The Personal Finance Society (PFS) has also said that it expects the number of firms pulling out of the DB advice market to keep on rising as the sector waits for the FCA to publish more advice.
The PFS chief executive Keith Richards, who also chairs the Pensions Advice Taskforce, said this is “in part due to the rule changes, but mainly because of the severe hardening of the professional indemnity insurance market.” This week the society enouraged IFAs to lobby their local MPs on what it sees as a stricken market for consumers.
Goldthorpe said advisors have few options. They either pay the higher premiums or sign indemnity cover that contains so many restrictions that it leaves firms basically insuring themselves, forcing them to “hold additional capital to cover their activities.”
From the insurers' perspective, financial advisors have generated the bulk of insurance claims since rules were relaxed so mostly have themselves to blame for higher premiums. Mercer, as one example in the market, was not available to comment for this article.
PII cover that used to cost IFAs around 1 to 1.5 per cent of their annual turnover now costs closer to 3 per cent, Goldthorpe said. The problem is “this could happen to good quality firms that have a fairly low risk profile,” he said, underscoring what is being seen as a scorched earth approach by regulators.
Acceptable?
At an industry event last November, Debbie Gupta, FCA director of
life insurance and financial advice defended the regulator’s
position that transfer advice is "still not of an acceptable
standard".
"Professional indemnity insurance is in place to protect both firms and consumers and they must serve the purpose for which they are needed,” she reportedly told delegates.

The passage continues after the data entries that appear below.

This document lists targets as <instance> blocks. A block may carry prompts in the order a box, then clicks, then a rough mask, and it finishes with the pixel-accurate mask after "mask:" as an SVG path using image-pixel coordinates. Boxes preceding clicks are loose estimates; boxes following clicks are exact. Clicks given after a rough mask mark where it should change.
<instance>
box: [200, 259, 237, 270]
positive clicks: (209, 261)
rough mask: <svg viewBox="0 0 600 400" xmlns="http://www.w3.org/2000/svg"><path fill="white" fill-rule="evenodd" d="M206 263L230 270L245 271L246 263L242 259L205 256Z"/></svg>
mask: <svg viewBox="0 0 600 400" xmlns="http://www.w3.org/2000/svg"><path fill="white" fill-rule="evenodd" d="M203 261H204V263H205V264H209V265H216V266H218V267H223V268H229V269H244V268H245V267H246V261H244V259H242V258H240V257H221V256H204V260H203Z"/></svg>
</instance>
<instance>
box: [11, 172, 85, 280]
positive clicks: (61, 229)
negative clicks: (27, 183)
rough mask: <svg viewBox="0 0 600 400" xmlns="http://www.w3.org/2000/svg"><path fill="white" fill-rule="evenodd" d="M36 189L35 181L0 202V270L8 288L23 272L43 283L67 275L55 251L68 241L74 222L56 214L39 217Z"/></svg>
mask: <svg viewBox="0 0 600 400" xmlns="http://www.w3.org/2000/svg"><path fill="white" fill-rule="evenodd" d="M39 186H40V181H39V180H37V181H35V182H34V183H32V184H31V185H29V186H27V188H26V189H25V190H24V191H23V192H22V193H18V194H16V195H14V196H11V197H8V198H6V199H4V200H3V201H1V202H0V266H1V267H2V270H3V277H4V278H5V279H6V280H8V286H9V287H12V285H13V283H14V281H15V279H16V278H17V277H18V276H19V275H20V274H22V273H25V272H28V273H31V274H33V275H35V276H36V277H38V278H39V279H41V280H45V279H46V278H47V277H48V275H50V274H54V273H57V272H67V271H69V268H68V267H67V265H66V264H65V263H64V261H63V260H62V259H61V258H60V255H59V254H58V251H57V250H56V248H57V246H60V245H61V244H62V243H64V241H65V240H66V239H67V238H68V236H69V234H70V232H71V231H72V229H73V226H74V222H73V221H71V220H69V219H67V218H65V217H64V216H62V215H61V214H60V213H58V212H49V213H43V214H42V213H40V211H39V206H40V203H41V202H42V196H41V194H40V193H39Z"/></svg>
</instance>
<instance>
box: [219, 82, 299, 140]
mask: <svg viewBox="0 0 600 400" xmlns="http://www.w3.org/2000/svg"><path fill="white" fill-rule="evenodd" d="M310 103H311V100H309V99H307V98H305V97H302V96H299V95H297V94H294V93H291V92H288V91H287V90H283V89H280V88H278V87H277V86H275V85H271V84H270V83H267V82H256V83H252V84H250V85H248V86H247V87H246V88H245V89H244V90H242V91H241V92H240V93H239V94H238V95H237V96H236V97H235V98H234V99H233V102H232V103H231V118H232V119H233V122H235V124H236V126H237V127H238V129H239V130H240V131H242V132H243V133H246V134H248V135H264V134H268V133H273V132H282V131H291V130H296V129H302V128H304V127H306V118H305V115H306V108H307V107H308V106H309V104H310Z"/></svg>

"We expect firms currently offering defined benefit transfer advice to have appropriate professional indemnity insurance in place, in line with our rules. If advisors do not have appropriate cover they should not be advising on defined benefit transfers now or in the future,” Gupta warned. "That includes stopping any pipeline business."
This newswire has contacted the FCA about any subsequent guidance and may update in due course.
Asked how members of PIMFA are being advised, Ian Cornwall, director of regulation at the professional finance body, told WealthBriefing that while the cost of getting PII coupled with the ongoing funding of FSCS compensation are “major costs” and “challenging” for firms, this should ultimately be reflected in the prices they have to charge for their services.
“Firms need to ensure their PII renewal forms are complete and accurate and that they are submitted to their broker as soon as possible so that underwriters have ample time to consider the information and if necessary engage with the firm and their broker,” Cornwall said.
David Inglesfield, CEO at IWP, a services provider to IFAs across the UK, told this news service that while higher renewals and excesses for IFAs are “understandably concerning, one has to recognise that the hypothetical maximum loss values that have been talked about in the sector greatly exceed the premium value of the market, so it’s no surprise that insurers are feeling stressed."
Inglesfield said it is more a question of strength in numbers on how IFAs respond. “One of the trends we are seeing is IFAs seriously considering joining organisations such as ours, both for help in validating the robustness of past advice, as well as in potentially improving their insurance terms.
“On a more positive note, IFAs should remember that insurers do look at individual book quality, and if a firm can evidence high standards they should expect a better premium. However, even for the best cases, premiums are likely to continue to rise”.